Inflammation and neurodegeneration in the CNS diseases focusing on multiple sclerosis (MS)
Multiple sclerosis (MS) is an autoimmune disease that causes damage to the nerve fibers of the central nervous system (CNS), which is the basis for the permanent neurological disabilities that many patients eventually will develop. Inflammation also occurs in purely mechanical injuries such as traumatic brain injury, which may contribute to worsening of the initial nerve damage. Currently we have an incomplete understanding of how inflammation in the nervous system is regulated and what significance it may have for ensuing nerve injury.
Starting from a purely preclinical project, in which the importance of genetic factors in experimental models of nerve injury and inflammation have been identified, the program now involves translational research in both experimental preclinical models and human diseases, where the main focus is on MS.
One of the most important clinical shortcomings of current MS treatment is that while we have gained access to increasingly effective disease modulatory drugs for the initial relapsing remitting phase of MS, treatment results in later, progressive stages remain disappointing.
Within the current project we have identified biomarkers for various disease processes that reflect what happens in the blood and brain tissue. We also use experimental models to understand in what molecular processes these biomarkers are involved in. Similarly, we use biomarkers to gain insights into mechanisms of action and to monitor treatment outcomes with our disease-modulating treatments. Uniquely in Sweden a drug not formally approved for MS (Mabthera/Rituxan) has become one of the most frequently used, in part through observational data provided by us. We will now start a large national follow-up program for people newly diagnosed with MS involving all Swedish university clinics and with funding from the US foundation Pcori. The study aims to generate information on safety and efficiency of MS treatments over longer time periods than is possible in traditional randomized trials and also to engage patients in the conduction of the study to a high extent.

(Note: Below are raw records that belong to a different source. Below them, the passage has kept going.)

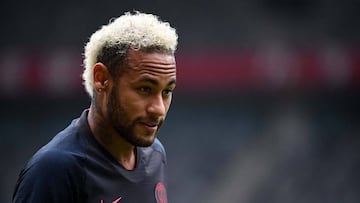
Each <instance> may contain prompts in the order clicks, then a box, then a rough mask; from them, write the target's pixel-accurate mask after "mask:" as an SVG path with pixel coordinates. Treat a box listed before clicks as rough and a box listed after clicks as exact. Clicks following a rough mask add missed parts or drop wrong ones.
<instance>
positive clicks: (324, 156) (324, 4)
mask: <svg viewBox="0 0 360 203" xmlns="http://www.w3.org/2000/svg"><path fill="white" fill-rule="evenodd" d="M0 6H1V8H3V12H1V13H0V21H1V24H2V27H3V29H2V31H1V38H0V44H1V47H0V104H1V105H0V112H1V115H2V116H1V117H0V130H1V132H2V133H1V137H2V141H1V142H0V152H1V153H0V158H1V161H2V163H3V164H2V167H1V168H0V172H1V174H2V175H1V176H0V202H10V201H11V195H12V191H13V188H14V185H15V182H16V179H17V175H18V173H19V172H20V170H21V168H22V166H23V165H24V164H25V162H26V161H27V160H28V158H30V156H31V155H32V154H33V153H34V152H35V151H36V150H37V149H39V147H41V146H42V145H43V144H45V143H47V142H48V141H49V140H50V139H51V138H52V137H53V136H54V135H55V134H56V133H57V132H58V131H60V130H61V129H63V128H64V127H65V126H67V125H68V124H69V123H70V121H71V120H72V119H74V118H76V117H78V116H79V115H80V113H81V112H82V111H83V109H85V108H87V107H88V106H89V103H90V100H89V98H88V97H87V95H86V93H85V91H84V90H83V87H82V81H81V73H82V65H81V64H82V52H83V46H84V44H85V43H86V41H87V39H88V37H89V36H90V35H91V33H92V32H93V31H95V30H96V29H97V28H99V27H100V26H101V25H102V24H106V23H107V22H108V21H109V19H110V18H112V17H116V16H119V15H121V14H122V13H124V12H125V11H131V10H140V11H144V12H149V13H154V14H157V15H159V16H161V18H162V19H163V20H166V21H169V22H170V23H171V24H172V25H173V26H174V27H176V28H177V30H178V33H179V47H178V51H177V53H176V56H177V68H178V69H177V70H178V82H177V89H176V91H175V95H174V100H173V104H172V106H171V109H170V111H169V114H168V118H167V121H166V122H165V125H164V127H163V129H162V130H161V132H160V135H159V138H160V140H161V141H162V142H163V144H164V145H165V147H166V151H167V157H168V165H169V171H168V173H169V188H168V193H169V202H172V203H183V202H204V203H219V202H226V203H238V202H244V203H263V202H267V203H268V202H271V203H282V202H284V203H287V202H293V203H303V202H307V203H308V202H311V203H312V202H314V203H319V202H327V203H338V202H346V203H352V202H359V201H360V193H359V192H358V190H359V188H360V187H359V186H360V185H359V183H360V177H359V175H358V173H357V171H359V169H360V125H359V124H360V114H359V113H360V112H359V110H360V108H359V103H360V91H359V90H360V89H359V88H360V52H359V50H360V46H359V42H360V40H359V39H360V37H359V36H360V27H359V23H360V13H359V12H358V10H359V9H360V2H358V1H355V0H344V1H334V0H294V1H285V0H243V1H235V0H225V1H205V0H192V1H163V0H157V1H153V2H150V1H145V0H142V1H108V0H104V1H102V2H101V3H99V2H96V1H68V0H66V1H61V2H49V1H39V0H35V1H20V2H18V1H8V0H5V1H1V2H0Z"/></svg>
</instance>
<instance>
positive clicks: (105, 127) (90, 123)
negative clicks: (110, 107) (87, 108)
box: [87, 104, 136, 170]
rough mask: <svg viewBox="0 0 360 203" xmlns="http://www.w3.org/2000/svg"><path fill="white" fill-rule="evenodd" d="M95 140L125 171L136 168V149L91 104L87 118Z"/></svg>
mask: <svg viewBox="0 0 360 203" xmlns="http://www.w3.org/2000/svg"><path fill="white" fill-rule="evenodd" d="M87 120H88V123H89V126H90V129H91V131H92V133H93V135H94V137H95V139H96V140H97V141H98V142H99V143H100V145H102V146H103V147H104V148H105V149H106V150H107V151H108V152H109V153H110V154H111V155H112V156H113V157H114V158H115V159H116V160H118V162H119V163H120V164H121V165H122V166H123V167H124V168H125V169H127V170H133V169H134V168H135V167H136V148H135V146H133V145H132V144H130V143H129V142H127V141H126V140H125V139H124V138H123V137H121V136H120V135H119V134H118V133H117V132H116V131H115V130H114V128H113V127H112V126H111V125H110V124H109V122H108V121H107V118H106V117H105V115H104V114H101V113H99V112H98V111H97V110H96V109H95V106H94V105H93V104H92V105H91V106H90V109H89V114H88V117H87Z"/></svg>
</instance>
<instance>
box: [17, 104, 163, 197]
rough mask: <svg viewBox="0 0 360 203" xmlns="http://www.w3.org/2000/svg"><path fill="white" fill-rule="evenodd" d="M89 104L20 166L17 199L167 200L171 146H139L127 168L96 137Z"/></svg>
mask: <svg viewBox="0 0 360 203" xmlns="http://www.w3.org/2000/svg"><path fill="white" fill-rule="evenodd" d="M87 114H88V110H86V111H84V112H83V113H82V115H81V116H80V118H78V119H75V120H73V121H72V123H71V124H70V125H69V126H68V127H67V128H66V129H64V130H63V131H61V132H60V133H58V134H57V135H56V136H55V137H54V138H53V139H52V140H51V141H50V142H49V143H48V144H47V145H45V146H44V147H42V148H41V149H40V150H39V151H38V152H36V153H35V154H34V156H33V157H32V158H31V159H30V160H29V162H28V163H27V164H26V166H25V167H24V168H23V170H22V171H21V172H20V175H19V179H18V182H17V184H16V188H15V191H14V194H13V202H14V203H24V202H32V203H43V202H46V203H64V202H66V203H75V202H76V203H82V202H84V203H85V202H86V203H117V202H119V203H160V202H161V203H166V202H167V196H166V189H165V188H166V180H165V165H166V155H165V150H164V148H163V146H162V144H161V143H160V141H159V140H158V139H155V142H154V143H153V144H152V146H150V147H137V148H136V150H137V160H136V168H135V169H134V170H126V169H125V168H124V167H122V166H121V164H119V163H118V161H117V160H116V159H115V158H114V157H113V156H112V155H111V154H110V153H109V152H108V151H106V150H105V149H104V148H103V147H102V146H101V145H100V144H99V143H98V142H97V141H96V140H95V138H94V137H93V135H92V132H91V130H90V127H89V125H88V122H87Z"/></svg>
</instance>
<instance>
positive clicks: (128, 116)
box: [107, 86, 160, 147]
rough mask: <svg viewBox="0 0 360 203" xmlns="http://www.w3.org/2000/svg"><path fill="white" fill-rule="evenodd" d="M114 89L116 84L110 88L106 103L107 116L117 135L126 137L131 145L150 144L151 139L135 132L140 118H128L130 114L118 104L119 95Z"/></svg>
mask: <svg viewBox="0 0 360 203" xmlns="http://www.w3.org/2000/svg"><path fill="white" fill-rule="evenodd" d="M116 89H117V87H116V86H114V87H113V88H112V90H111V93H110V96H109V100H108V103H107V114H108V115H107V116H108V118H109V121H110V123H111V125H112V127H113V128H114V129H115V131H116V132H117V133H118V135H119V136H121V137H122V138H124V139H126V140H127V141H128V142H129V143H130V144H132V145H133V146H139V147H148V146H150V145H151V144H152V143H153V141H151V142H150V141H147V140H145V139H141V136H142V135H136V134H135V127H136V124H137V123H138V122H139V121H140V120H141V118H136V119H134V120H131V119H130V116H129V115H128V113H127V112H126V110H125V108H124V107H123V106H122V105H121V104H120V96H119V95H118V94H117V91H116ZM159 128H160V126H159ZM158 131H159V129H158V130H157V132H156V133H155V136H156V134H157V133H158Z"/></svg>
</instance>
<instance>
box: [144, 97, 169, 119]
mask: <svg viewBox="0 0 360 203" xmlns="http://www.w3.org/2000/svg"><path fill="white" fill-rule="evenodd" d="M147 111H148V113H150V114H151V115H153V116H156V117H161V116H165V114H166V111H167V107H166V104H165V102H164V98H163V97H162V95H161V94H160V95H154V97H152V98H151V101H150V103H149V105H148V108H147Z"/></svg>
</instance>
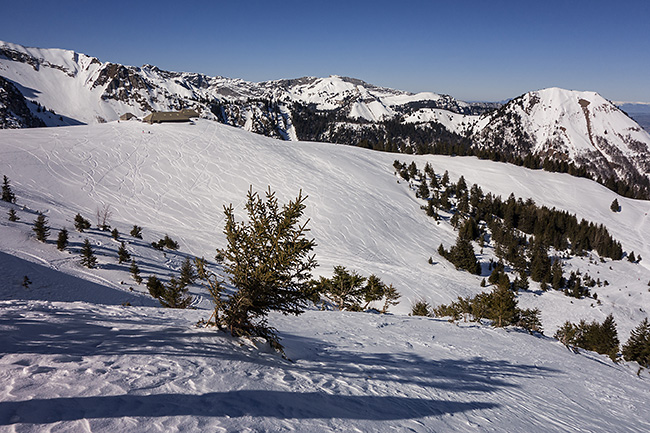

A side project is to study if MabThera/Rituxan is superior to traditional treatment for patients newly diagnosed with myasthenia gravis (MG), an autoimmune disease of the nerves in which inflammation disrupts the signaling between nerves and muscles. The study Rinomax, which has received support from the Medical Research Council (clinical treatment research), randomize individuals with new-onset MG to either MabThera/Rituxan or placebo. Biomarker research is also conducted in MG to better understand underlying immunological disease processes.
Genetic regulation of neurodegeneration and inflammation in experimental modeler for nerve damage.
Identification of biomarkers in various disease stages of MS, in traumatic brain injury and psychiatric diseases.